In this series, our Director Ben chats with leaders in the culture and care sectors to discover more about their inspiration, influences, projects, and the future of arts in health. This week: Tim Joss.

Who are you, what do you do, and why do you do it?

I’m a social and cultural entrepreneur, and I am founder and Chief Executive of Aesop (arts enterprise with a social purpose). Aesop works with the UK’s world-class arts sector. We believe the arts can transform people’s lives and have the potential to help solve social problems and improve people’s health and wellbeing. We take society’s challenges as the starting point, and incubate evidence-based, cost-effective, sustainable solutions which use high quality arts. Our initial focus is on health. You ask why I do it. I am astounded at a prevailing health sector view that the arts are fluff, nice-to-have and a leisure activity just for evenings and weekends. The arts’ power is extraordinary. The NHS will have better care and will have saved money if it harnesses that power.

Favourite project you’ve ever worked on?

The first year I took full charge of the Bath International Music Festival was 1995. The theme was ‘Utopias – past and present visions of the good society’. Nelson Mandela had been released the previous year and we featured 60 artists from South Africa. Mandela sent his arts minister to deliver a message to an audience of 25,000 at the festival’s opening night celebrations. It included this:

We in South Africa have had our own vivid experience of both oppressive and liberating utopias. For many years, millions of our people suffered immensely as a result of the oppressive policies that were intended to create the utopia of an apartheid society. Opposition to this oppressive utopia was kept alive only by the liberating utopia of a free and non-racial democratic society… Visions of a good society – whether it is oppressive or liberating – always find expression in the cultural life of societies…

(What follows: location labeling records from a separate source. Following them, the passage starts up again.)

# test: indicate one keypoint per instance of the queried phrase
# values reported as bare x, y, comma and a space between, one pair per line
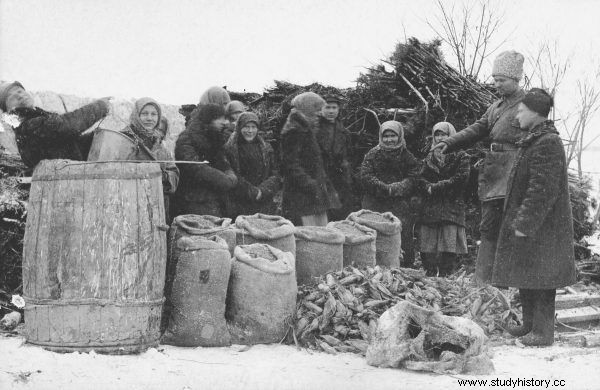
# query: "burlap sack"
266, 229
191, 225
199, 293
359, 244
261, 301
319, 250
389, 228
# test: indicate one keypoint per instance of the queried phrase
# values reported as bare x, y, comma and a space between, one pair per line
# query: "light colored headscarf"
395, 127
149, 137
215, 95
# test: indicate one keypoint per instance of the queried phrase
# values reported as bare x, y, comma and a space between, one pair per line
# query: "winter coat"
537, 204
202, 187
242, 200
335, 143
446, 202
381, 168
48, 135
500, 126
306, 187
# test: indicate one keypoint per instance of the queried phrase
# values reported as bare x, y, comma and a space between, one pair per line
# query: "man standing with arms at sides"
502, 128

Who is your biggest influence and why?

My adorable godmother, Pearl. She was Principal Viola in the Sadler’s Wells Orchestra and played in the world premiere of Benjamin Britten’s Peter Grimes. She was my first piano teacher. Three things made her particularly special to me. She made picking up an instrument and playing music the most natural thing in the world; anyone could learn and discover the joys of music-making. She could teach you so much but never needed a harsh, critical word to achieve it. And she saw music’s potential as a force for good for each of us and in society – and she lived her life that way.

February saw a very successful Aesop Arts in Health Conference & Showcase at the Southbank Centre. What was your highlight, and were there any unexpected outcomes?

We targeted health decision-makers and showcased 24 leading arts in health programmes. A key objective was to challenge the arts-as-fluff idea. The 24 presentations and the presence and endorsement of the Secretary of State for Health and Chairs of NHS England and Arts Council England were key. One of my highlights was trending on Twitter for seven hours and the NHS’s National Clinical Director for Innovation tweeting that the event was a ‘game-changer’. One unexpected outcome was an invitation from the Eastern Academic Health Science Network to mount a version for the east of England.

At Paintings in Hospitals we're currently planning for the next three years up to our 60th anniversary in 2019. But what is next for Aesop?

We think there are two big, unaddressed challenges for realising the arts’ potential in health. The first is insufficient continuing professional development – to support the arts sector in understanding the health sector better, be more responsive to patients’ and health professionals’ needs, and be more effective partners; and to help health professionals understand and make effective use of the many ways the arts can contribute. We have a developing partnership with Canterbury Christ Church University Faculty of Health (including the Sidney De Haan Research Centre for Arts and Health). The second is the failure of arts in health programmes to ‘go to scale’. I start from a simple premise. If an arts intervention improves health cost-effectively, then all patients who could benefit should have access to that programme. There is a branch of philanthropy called venture philanthropy which helps charity programmes grow and go to scale. Aesop wants to create the first arts and health venture philanthropy fund.